Born of a well-to-do Athenian family, Xenophon was critical of extreme democracy and for a time was exiled as a traitor. He served with the Greek mercenaries of the Persian prince Cyrus, an experience on which he based his best-known work, the Anabasis. Its prose was highly regarded in antiquity and exerted a strong influence on Latin literature. His other works include On Horsemanship; On Hunting; Cyropaedia, a historical novel about Cyrus II; Oeconomicus, a treatise on estate management; and his compellation on the works of the historian Thucydides.



DOCUMENT--I have emailed them several times about this and its removal of hyphens and apostrophes.  



I.[1] I once heard him discuss the subject of estate management in the following manner.

Tell me, Critobulus, is estate management the name of a branch of knowledge, like medicine, smithing and carpentry?

I think so, replied Critobulus.

[2] And can we say what the function of estate management is, just as we can say what is the function of each of these arts?

Well, I suppose that the business of a good estate manager is to manage his own estate well.

[3] Yes, and in case he were put in charge of another man's estate, could he not, if he chose, manage it as well as he manages his own?

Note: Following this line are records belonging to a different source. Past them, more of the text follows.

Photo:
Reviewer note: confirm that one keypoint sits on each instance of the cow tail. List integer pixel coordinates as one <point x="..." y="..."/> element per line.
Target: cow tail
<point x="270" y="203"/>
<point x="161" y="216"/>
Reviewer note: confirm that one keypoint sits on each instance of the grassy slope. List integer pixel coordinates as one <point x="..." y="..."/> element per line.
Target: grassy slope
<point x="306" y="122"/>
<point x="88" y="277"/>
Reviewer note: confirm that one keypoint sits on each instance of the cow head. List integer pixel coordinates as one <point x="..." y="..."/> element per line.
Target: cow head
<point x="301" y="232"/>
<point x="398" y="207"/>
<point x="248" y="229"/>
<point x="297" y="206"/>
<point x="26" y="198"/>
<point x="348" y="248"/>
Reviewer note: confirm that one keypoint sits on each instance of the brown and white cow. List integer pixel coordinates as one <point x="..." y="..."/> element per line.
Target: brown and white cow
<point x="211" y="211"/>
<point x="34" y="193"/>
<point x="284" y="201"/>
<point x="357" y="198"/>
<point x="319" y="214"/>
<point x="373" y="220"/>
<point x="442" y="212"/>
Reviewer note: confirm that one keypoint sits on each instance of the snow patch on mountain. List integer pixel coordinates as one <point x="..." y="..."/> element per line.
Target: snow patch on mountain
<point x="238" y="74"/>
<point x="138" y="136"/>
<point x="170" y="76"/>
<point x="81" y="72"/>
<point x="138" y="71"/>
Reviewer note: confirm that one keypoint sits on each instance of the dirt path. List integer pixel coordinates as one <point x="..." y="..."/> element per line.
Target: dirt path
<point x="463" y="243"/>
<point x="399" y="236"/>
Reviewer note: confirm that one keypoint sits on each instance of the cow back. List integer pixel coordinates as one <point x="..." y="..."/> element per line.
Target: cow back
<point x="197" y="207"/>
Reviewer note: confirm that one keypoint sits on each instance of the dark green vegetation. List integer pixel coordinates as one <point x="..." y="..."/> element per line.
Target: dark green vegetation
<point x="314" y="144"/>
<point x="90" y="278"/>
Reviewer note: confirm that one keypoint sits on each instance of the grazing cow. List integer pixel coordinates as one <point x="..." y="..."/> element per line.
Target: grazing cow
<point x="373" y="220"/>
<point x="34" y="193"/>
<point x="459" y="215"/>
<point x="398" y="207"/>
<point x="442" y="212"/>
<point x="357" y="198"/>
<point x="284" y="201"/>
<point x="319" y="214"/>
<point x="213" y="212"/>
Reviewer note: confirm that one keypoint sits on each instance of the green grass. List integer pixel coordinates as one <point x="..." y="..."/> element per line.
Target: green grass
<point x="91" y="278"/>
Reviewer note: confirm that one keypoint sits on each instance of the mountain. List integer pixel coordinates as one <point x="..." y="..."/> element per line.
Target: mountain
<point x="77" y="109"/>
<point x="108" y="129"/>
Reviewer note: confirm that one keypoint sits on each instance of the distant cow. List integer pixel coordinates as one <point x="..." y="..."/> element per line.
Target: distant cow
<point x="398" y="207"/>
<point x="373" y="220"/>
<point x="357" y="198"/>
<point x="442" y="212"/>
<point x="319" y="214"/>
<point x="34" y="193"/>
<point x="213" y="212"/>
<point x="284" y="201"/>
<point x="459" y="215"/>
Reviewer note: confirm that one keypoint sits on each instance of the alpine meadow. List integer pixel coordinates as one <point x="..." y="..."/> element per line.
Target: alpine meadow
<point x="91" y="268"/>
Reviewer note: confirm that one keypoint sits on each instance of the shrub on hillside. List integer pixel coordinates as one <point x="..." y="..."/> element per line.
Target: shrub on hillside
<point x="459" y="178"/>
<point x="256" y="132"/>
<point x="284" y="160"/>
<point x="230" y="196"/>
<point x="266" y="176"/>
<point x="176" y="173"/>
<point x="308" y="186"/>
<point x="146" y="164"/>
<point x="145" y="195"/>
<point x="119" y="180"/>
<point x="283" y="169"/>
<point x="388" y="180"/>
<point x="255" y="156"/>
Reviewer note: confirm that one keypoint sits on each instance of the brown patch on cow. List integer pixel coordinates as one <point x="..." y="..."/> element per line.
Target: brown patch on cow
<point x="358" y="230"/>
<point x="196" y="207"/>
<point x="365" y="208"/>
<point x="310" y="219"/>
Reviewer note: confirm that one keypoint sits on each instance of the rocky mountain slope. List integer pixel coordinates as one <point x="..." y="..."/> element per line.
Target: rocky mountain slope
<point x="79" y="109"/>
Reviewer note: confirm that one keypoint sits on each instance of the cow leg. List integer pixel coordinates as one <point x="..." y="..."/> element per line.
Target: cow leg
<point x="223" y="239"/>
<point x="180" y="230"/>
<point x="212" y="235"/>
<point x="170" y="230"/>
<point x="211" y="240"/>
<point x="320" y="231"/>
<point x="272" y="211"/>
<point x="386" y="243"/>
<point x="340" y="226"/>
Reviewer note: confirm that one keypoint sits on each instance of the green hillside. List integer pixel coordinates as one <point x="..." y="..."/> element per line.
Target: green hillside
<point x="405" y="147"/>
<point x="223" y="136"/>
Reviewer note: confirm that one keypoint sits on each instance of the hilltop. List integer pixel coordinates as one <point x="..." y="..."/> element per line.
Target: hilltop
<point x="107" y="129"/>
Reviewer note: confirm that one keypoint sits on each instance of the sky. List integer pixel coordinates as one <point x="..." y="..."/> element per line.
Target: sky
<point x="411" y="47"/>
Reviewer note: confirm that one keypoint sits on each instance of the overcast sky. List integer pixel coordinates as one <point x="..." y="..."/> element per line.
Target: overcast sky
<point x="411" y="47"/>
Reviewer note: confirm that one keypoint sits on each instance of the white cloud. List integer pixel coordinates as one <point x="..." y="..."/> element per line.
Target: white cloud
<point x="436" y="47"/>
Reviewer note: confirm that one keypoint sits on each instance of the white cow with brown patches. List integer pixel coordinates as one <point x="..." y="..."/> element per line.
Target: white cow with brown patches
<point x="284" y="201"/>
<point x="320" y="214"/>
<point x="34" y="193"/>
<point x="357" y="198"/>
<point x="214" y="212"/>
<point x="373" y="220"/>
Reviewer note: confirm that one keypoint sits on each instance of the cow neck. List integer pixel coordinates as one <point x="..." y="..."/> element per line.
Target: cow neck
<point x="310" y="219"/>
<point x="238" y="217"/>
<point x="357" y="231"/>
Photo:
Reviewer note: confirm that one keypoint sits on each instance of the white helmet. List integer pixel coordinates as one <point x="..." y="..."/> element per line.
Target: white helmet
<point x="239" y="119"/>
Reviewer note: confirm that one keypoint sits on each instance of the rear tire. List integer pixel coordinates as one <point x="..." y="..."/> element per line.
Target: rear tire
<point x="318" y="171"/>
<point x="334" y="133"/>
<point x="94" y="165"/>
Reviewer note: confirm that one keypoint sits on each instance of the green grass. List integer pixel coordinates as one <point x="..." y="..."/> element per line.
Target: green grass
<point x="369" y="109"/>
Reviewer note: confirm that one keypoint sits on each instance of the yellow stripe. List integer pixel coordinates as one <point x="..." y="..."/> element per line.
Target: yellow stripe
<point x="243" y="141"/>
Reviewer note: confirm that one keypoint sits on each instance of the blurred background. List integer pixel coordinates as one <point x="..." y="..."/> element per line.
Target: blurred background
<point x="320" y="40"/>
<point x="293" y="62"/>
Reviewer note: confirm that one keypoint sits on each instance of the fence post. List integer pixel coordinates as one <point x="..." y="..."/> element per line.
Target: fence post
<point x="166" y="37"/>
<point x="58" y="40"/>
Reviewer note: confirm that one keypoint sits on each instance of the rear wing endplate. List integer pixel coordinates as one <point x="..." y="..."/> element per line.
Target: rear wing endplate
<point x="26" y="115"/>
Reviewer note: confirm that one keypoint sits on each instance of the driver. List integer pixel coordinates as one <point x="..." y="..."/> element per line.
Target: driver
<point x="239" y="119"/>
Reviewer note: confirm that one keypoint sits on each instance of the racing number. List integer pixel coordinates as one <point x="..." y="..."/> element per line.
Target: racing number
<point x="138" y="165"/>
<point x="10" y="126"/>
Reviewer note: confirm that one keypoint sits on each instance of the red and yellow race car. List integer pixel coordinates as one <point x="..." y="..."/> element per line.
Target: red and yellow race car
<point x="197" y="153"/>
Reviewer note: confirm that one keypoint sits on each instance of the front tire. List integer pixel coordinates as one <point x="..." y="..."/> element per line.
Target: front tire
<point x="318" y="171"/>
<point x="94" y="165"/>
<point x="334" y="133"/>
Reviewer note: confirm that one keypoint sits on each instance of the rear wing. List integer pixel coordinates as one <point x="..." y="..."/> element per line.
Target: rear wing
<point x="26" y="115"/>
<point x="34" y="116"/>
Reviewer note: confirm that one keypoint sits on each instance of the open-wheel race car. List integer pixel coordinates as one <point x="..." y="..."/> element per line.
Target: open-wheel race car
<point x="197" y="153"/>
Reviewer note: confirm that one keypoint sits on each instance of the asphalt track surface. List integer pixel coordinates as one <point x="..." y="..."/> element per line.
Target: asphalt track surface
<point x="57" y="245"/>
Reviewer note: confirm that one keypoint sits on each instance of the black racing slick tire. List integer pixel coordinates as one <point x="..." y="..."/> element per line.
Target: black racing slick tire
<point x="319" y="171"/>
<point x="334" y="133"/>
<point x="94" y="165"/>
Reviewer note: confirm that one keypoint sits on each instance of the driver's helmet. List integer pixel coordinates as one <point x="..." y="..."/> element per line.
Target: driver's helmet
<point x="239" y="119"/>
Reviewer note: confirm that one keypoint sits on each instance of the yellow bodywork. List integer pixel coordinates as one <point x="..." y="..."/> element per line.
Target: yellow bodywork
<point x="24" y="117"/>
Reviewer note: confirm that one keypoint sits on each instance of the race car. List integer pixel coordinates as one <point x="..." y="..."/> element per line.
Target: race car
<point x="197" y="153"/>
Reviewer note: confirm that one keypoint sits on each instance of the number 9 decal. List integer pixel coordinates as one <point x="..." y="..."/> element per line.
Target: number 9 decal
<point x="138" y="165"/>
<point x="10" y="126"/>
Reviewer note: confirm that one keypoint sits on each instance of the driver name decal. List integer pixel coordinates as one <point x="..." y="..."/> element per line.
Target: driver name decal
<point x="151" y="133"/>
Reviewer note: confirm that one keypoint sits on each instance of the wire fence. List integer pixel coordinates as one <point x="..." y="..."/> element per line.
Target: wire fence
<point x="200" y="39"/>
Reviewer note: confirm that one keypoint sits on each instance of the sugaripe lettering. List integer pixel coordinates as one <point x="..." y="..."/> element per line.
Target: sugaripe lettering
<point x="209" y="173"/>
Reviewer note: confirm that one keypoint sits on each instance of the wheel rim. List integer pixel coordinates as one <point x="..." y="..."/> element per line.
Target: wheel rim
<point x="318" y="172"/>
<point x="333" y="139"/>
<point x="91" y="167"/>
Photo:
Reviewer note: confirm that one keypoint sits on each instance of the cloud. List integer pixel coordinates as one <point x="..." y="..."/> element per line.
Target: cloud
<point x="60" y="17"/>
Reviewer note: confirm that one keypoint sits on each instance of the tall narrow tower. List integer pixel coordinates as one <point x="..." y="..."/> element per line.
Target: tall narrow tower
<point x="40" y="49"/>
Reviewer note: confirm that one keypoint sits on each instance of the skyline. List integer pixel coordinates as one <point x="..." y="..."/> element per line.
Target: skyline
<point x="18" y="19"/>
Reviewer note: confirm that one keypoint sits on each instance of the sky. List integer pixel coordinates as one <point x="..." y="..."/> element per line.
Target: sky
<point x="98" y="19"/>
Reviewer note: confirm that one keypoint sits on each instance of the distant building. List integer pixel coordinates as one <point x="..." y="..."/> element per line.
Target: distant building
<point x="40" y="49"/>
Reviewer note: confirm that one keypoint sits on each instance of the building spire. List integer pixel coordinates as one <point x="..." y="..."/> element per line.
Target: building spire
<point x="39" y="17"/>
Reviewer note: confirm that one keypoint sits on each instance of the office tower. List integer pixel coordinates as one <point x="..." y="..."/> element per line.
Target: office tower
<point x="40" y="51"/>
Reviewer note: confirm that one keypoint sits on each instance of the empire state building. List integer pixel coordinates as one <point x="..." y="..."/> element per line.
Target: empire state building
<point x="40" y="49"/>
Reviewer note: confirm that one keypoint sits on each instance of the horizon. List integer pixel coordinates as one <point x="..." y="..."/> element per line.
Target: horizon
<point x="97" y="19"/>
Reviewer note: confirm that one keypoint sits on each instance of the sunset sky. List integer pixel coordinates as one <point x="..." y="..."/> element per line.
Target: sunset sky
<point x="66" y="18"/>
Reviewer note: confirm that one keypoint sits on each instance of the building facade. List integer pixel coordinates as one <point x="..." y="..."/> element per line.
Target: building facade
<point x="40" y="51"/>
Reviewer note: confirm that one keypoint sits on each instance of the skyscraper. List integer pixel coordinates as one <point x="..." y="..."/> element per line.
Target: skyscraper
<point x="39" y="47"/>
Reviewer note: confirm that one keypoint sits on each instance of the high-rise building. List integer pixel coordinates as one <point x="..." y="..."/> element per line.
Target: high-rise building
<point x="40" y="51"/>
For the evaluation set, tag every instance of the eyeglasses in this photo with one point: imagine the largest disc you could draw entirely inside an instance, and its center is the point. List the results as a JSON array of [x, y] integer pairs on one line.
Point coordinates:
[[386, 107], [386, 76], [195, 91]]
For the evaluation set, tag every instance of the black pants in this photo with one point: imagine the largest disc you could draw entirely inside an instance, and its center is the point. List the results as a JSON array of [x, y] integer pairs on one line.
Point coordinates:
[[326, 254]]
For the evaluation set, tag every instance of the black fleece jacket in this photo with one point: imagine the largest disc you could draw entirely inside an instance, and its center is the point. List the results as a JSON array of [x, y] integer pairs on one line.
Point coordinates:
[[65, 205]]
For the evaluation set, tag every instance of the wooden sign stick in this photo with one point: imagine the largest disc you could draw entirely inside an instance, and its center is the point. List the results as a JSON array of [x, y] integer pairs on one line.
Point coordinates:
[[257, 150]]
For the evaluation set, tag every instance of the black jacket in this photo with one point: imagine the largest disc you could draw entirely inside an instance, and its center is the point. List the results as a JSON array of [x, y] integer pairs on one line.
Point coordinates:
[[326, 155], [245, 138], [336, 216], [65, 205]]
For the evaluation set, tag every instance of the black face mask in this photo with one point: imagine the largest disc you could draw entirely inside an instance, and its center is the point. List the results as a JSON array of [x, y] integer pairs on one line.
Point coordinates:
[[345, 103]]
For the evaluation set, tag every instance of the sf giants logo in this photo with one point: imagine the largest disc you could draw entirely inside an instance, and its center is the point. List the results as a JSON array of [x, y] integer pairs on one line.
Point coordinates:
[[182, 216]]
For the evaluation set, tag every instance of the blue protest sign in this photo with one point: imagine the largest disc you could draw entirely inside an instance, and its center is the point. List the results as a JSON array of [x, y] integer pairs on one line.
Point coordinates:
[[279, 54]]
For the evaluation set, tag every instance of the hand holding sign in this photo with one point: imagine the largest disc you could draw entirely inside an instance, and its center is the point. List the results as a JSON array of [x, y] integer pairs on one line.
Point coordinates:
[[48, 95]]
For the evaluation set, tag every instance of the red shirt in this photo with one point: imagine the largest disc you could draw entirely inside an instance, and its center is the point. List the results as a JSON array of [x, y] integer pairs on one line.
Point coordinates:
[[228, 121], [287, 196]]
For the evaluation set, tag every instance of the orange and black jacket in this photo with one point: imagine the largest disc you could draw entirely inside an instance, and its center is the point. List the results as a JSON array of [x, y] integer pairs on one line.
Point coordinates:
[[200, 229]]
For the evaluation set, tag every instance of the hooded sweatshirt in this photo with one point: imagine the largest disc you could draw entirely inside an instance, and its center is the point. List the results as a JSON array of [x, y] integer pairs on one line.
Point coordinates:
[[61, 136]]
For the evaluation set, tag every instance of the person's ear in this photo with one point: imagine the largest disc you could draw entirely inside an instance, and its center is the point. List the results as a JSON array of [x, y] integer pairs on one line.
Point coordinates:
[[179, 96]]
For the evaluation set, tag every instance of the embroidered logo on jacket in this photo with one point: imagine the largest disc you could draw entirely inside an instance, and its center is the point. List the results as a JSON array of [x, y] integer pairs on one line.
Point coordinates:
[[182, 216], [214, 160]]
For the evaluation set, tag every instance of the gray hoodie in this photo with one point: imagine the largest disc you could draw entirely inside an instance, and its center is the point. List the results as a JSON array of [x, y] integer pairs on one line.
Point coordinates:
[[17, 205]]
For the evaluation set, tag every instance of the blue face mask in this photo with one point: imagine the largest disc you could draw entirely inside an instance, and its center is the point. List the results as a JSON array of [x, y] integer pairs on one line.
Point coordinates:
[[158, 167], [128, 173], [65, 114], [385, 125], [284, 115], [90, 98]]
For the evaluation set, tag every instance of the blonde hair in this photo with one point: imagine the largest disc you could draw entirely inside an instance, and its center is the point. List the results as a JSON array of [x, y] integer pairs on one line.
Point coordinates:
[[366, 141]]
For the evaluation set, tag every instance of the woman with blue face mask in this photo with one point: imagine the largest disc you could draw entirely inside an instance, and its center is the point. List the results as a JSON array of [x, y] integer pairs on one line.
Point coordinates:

Anyone who understands carpentry can do for another exactly the same work as he does for himself; and so, I presume, can a good estate manager.

I think so, Socrates.

[4] Is it possible, then, for one who understands this art, even if he has no property of his own, to earn money by managing another man's estate, just as he might do by building him a house?

Yes, of course; and he would get a good salary if, after taking over an estate, he continued to pay all outgoings, and to increase the estate by showing a balance.

But what do we mean now by an estate?

[5] Is it the same thing as a house, or is all property that one possesses outside the house also part of the estate?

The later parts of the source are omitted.